Are there any libraries to normalize emails

Hey community,

Does anyone now if there is a package to normalize emails?

Somethibng like this https://github.com/johno/normalize-email?

Thanks in advance

I don’t know if you noticed but the same author has an elixir package to do the same thing (well it’s far more basic). I did’t even realise it was the same author until I was reading the source code.

It’s not maintained but this should be enough to get you started.

2 Likes

I didn’t notice that there was a port of the node package.

Thanks

I will probably have to rewrite it with the new features from the node package, but i was hoping that there is a package already built by someone else that does this.

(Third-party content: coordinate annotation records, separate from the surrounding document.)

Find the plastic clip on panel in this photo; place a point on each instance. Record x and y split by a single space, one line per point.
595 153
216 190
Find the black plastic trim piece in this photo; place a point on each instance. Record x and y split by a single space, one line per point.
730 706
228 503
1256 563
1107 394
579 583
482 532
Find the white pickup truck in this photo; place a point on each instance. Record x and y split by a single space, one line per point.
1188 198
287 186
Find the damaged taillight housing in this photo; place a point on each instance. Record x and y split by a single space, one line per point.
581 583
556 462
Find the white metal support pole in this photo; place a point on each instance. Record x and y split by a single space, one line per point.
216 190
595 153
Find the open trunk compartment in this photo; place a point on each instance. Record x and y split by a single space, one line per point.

If you’re building a service that uses emails for logins though, please don’t strip the +, it’s so very useful.

5 Likes

Can you please explain why?

Because as of now, what i know about this best practice goes like this:

  • instead of having multiple emails for one user(one user to have 5 entries for the same email), the email must be normalized

  • also a normalized email is easier to validate

Please share your point of view on this.

Thanks in advance

While Google and other providers might do magic with the pluses, at work we have pluses in the mail literally. Stripping them makes the email address inexistent.

2 Likes

Well, I suppose enforcing uniquness based on the “normalized” email may not be an issue for me personally as long as the email address as given with the + is preserved when actually sending the emails. I use + suffixes in my email addresses all the time when signing up for services that I wish to have a automatically categorized by google. It also makes it more obvious when a service shared my email with some third party.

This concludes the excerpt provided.